Mário Balbúrdia

Personal information
- Full name: Mário César Azevedo Alves Balbúrdia
- Date of birth: 19 August 1997 (age 28)
- Place of birth: Luanda, Angola
- Height: 1.74 m (5 ft 9 in)
- Position: Midfielder

Team information
- Current team: Petro de Luanda

Senior career*
- Years: Team / Apps / (Gls)
- 2018–2022: Primeiro de Agosto
- 2022–2023: Estrela da Amadora / 25 / (1)
- 2023–2024: Mafra / 21 / (3)
- 2024: Dinamo Batumi / 12 / (5)
- 2025–2026: Boluspor / 47 / (3)
- 2026–: Petro de Luanda / 0 / (0)

International career^{‡}
- 2018–: Angola / 12 / (0)

= Mário Balbúrdia =

Angolan professional footballer

Mário César Azevedo Alves Balbúrdia (born 19 August 1997) is an Angolan professional footballer who plays as midfielder for Petro de Luanda and the Angola national team.

==Professional career==
Balbúrdia is a youth product of Primeiro de Agosto, and debuted with the senior team in 2018.

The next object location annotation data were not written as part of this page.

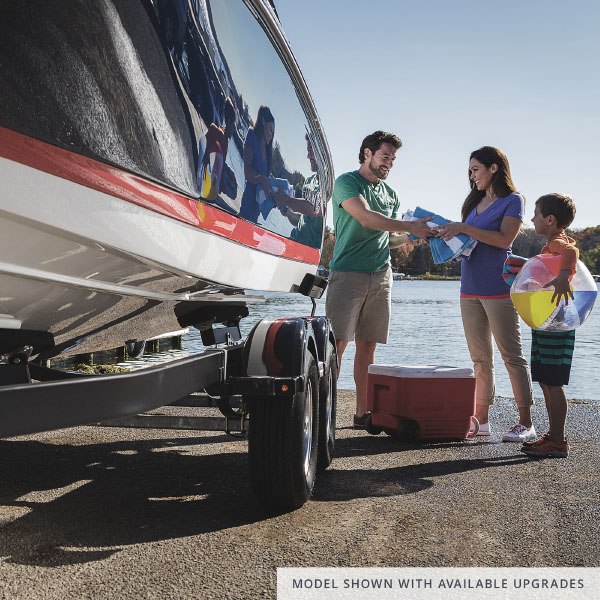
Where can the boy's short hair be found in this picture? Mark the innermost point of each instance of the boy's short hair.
(560, 206)
(374, 141)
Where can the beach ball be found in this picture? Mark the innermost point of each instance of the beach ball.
(534, 302)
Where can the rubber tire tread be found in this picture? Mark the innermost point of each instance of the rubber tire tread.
(327, 446)
(275, 447)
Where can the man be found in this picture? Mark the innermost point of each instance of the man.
(360, 281)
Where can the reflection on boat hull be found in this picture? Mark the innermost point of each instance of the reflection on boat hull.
(105, 235)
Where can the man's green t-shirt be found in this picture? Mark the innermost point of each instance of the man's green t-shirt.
(356, 247)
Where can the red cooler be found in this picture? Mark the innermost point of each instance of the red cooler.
(439, 400)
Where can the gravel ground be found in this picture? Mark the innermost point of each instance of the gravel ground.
(94, 512)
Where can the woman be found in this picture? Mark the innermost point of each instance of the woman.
(492, 214)
(258, 151)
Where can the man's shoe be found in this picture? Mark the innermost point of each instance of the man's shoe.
(537, 442)
(519, 433)
(548, 448)
(360, 422)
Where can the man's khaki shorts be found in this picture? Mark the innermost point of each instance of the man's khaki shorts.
(358, 305)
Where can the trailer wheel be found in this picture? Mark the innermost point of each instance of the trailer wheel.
(327, 410)
(283, 438)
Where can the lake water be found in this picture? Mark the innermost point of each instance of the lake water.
(426, 328)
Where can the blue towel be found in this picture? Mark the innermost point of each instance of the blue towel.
(442, 251)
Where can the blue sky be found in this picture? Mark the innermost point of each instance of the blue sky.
(451, 76)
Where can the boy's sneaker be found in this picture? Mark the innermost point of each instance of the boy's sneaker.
(484, 429)
(548, 448)
(537, 442)
(519, 433)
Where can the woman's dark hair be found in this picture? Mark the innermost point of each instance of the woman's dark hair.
(264, 116)
(374, 141)
(502, 183)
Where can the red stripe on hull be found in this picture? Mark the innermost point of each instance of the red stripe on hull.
(148, 194)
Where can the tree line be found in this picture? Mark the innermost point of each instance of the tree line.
(419, 261)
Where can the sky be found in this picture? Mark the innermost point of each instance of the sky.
(450, 76)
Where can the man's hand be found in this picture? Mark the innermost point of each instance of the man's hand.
(562, 287)
(401, 241)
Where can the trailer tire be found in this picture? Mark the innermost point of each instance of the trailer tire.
(283, 438)
(327, 410)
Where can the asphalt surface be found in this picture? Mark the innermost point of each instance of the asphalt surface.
(98, 512)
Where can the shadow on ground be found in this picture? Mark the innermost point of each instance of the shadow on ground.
(75, 504)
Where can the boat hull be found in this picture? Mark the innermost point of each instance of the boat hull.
(105, 235)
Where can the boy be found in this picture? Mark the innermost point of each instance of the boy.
(552, 352)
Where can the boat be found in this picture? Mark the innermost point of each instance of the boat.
(104, 235)
(122, 171)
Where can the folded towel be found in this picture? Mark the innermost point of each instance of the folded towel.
(442, 251)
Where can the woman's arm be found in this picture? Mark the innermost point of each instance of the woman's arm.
(509, 229)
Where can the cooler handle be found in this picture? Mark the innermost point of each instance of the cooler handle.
(474, 428)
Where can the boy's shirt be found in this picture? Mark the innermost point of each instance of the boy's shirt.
(564, 246)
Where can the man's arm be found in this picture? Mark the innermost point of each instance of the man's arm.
(358, 208)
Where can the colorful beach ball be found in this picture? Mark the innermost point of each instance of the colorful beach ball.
(534, 302)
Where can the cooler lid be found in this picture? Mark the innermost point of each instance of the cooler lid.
(420, 371)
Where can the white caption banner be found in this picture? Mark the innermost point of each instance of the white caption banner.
(560, 583)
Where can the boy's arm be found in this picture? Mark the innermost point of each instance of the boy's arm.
(568, 266)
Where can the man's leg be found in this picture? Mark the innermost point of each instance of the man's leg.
(340, 346)
(365, 356)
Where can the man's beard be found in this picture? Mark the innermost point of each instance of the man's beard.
(378, 172)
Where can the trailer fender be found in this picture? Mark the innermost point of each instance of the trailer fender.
(324, 339)
(277, 347)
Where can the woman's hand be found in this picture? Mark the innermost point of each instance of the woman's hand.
(419, 228)
(562, 287)
(449, 230)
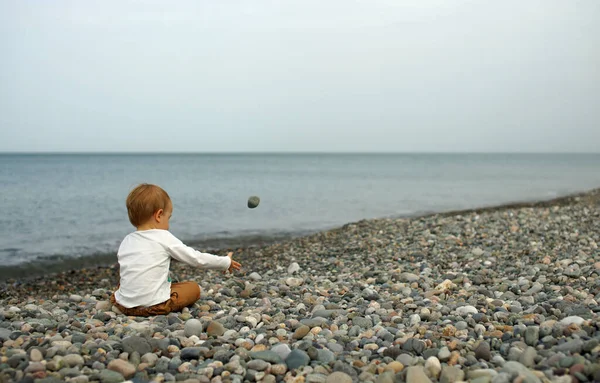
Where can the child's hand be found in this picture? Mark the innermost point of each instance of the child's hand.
(234, 265)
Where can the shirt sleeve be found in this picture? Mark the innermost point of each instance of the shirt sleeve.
(186, 254)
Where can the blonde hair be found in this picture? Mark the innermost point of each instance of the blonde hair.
(145, 200)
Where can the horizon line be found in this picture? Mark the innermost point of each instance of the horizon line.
(276, 152)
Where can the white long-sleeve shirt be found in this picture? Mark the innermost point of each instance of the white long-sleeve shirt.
(144, 260)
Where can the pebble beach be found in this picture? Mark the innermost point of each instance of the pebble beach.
(505, 294)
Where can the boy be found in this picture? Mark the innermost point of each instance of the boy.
(144, 258)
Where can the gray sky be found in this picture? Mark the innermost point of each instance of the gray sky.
(300, 75)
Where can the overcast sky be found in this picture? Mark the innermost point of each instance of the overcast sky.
(300, 75)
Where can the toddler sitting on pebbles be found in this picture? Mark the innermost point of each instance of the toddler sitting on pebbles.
(145, 256)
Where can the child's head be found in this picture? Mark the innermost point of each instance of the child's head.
(149, 207)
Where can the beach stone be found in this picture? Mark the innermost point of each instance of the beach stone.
(385, 377)
(282, 350)
(362, 322)
(395, 366)
(109, 376)
(301, 332)
(451, 374)
(35, 367)
(444, 354)
(573, 346)
(73, 360)
(189, 353)
(339, 377)
(409, 277)
(294, 282)
(150, 359)
(215, 329)
(5, 334)
(35, 355)
(340, 366)
(192, 327)
(515, 369)
(466, 310)
(532, 335)
(255, 276)
(258, 365)
(483, 351)
(103, 306)
(136, 343)
(416, 374)
(122, 367)
(296, 359)
(325, 356)
(527, 358)
(572, 320)
(433, 367)
(293, 268)
(268, 356)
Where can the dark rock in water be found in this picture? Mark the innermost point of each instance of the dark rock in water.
(253, 202)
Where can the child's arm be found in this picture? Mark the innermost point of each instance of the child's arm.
(193, 257)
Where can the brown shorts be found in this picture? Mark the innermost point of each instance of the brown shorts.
(183, 294)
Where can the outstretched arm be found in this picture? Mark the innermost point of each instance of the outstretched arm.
(186, 254)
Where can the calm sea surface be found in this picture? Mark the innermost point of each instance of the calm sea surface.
(61, 207)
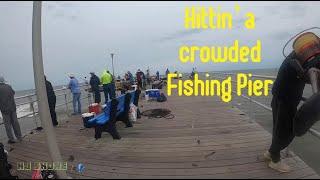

On 20 July 2022, Liga Portugal 2 side Estrela da Amadora announced the signing of Balbúrdia.

On 1 September 2023, following Estrela's promotion to the Primeira Liga the previous season, Balbúrdia remained in the Liga Portugal 2, signing a one-year contract with Mafra.

On 14 September 2024, Balbúrdia joined the reigning Georgian champions Dinamo Batumi. In next three weeks he took part in five league matches, scoring three times, including a winner against Kolkheti 1913. Overall, his tally of five goals was enough to finish the season as Dinamo's shared topscorer. The Erovnuli Liga named Balbúrdia in team of the last round which encompassed nine league matches.

==International career==
Balbúrdia debuted with the Angola national team in a 1–0 2019 Africa Cup of Nations qualification win over Botswana on 9 September 2018.

On 3 December 2025, Balbúrdia was called up to the Angola squad for the 2025 Africa Cup of Nations.